I called her and introduced myself, asking if I could come for a visit. She agreed, somewhat hesitantly. Treasuring the opportunity to meet and talk with a survivor, of whom so few remain, I brought my whole family along.
Suzi welcomed us cheerfully enough, but after we’d settled on the couch, she asked, pointedly, “So, why are you here, Rabbi?”
“We came to visit you!” I told her, with wide-eyed innocence. “We want to hear your story, and maybe share a bit about what we do here in the Sunshine Coast.”
Suzi shared a heartbreaking story of how she’d been hidden in the barn of a non-Jewish neighbor for the duration of the war. She was only two when the Nazis invaded Hungary, and she spent her early childhood trying not to make a sound, and barely surviving. She’d come within inches of death multiple times, but each time, was miraculously saved. She proudly showed us her memoir, The Courage to Care.
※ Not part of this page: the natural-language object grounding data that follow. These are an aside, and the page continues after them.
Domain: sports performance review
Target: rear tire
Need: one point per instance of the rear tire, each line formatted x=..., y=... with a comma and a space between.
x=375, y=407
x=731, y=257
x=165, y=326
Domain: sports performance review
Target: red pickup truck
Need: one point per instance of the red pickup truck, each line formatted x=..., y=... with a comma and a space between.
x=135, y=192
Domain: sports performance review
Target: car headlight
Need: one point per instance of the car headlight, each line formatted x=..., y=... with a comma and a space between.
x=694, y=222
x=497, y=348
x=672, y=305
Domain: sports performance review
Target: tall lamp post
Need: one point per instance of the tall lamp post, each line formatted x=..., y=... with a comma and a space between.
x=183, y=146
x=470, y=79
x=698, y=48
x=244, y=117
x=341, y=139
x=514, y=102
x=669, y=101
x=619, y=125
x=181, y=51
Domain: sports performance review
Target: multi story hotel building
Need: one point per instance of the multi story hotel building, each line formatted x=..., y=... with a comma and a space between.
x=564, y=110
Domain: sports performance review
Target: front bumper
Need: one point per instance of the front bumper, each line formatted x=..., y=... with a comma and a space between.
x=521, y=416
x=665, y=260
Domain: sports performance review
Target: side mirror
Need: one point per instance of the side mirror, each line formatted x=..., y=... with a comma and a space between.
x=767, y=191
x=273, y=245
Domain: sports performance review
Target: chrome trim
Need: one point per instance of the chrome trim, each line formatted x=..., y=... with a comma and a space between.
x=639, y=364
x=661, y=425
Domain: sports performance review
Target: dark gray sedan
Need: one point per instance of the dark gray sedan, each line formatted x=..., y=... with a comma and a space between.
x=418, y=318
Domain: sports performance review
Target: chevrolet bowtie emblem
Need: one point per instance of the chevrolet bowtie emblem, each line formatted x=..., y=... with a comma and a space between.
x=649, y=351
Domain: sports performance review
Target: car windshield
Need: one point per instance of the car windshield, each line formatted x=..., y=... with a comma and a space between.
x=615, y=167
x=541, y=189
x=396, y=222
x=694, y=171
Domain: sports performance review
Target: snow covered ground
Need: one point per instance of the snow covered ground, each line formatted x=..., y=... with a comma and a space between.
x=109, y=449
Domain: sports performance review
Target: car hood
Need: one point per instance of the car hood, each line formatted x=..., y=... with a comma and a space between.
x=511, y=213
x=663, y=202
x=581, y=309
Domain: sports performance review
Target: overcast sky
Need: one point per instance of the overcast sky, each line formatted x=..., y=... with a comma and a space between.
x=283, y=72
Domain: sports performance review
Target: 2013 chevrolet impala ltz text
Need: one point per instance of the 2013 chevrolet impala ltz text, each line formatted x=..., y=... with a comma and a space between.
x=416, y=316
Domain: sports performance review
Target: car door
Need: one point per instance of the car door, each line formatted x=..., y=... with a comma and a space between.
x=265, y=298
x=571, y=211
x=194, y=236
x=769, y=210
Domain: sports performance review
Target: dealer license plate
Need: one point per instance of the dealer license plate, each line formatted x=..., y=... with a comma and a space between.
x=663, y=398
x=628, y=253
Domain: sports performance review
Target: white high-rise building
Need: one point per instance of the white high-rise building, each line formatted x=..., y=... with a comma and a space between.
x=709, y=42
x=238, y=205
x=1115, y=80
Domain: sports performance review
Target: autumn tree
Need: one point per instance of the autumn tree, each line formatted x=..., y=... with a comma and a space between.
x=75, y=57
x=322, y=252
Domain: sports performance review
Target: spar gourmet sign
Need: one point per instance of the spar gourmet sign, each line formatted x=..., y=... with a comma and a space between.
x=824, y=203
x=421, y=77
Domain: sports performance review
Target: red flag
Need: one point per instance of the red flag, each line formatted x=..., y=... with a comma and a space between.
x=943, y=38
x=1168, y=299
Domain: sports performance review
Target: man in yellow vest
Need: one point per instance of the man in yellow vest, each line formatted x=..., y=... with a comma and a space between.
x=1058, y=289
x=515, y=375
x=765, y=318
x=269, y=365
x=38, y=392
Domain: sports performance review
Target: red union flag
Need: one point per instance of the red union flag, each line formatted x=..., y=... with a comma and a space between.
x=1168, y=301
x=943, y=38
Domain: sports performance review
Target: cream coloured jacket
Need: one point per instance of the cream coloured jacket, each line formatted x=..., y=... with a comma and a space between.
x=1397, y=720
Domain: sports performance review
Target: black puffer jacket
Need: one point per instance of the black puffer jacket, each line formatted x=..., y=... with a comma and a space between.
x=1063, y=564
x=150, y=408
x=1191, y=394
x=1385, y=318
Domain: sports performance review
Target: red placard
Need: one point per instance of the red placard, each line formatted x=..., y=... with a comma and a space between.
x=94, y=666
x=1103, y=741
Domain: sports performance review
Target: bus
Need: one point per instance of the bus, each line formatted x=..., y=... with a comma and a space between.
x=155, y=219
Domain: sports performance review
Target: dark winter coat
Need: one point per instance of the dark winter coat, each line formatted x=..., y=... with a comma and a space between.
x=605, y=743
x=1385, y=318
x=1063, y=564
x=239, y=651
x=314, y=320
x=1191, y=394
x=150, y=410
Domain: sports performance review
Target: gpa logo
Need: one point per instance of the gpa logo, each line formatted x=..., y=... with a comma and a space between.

Robbed as she was of her childhood, it was clear Suzi had never been introduced to Yiddishkeit. Her husband wasn’t Jewish, and her only biological child had tragically passed. She was 84 years old, and had never had any contact with any Jewish community.
This year, Suzi lit a menorah for the first time in her life, crying tears of joy as she kindled the flames. She tasted matzah for the first time in all her 84 years. Her pintele Yid could not be quenched.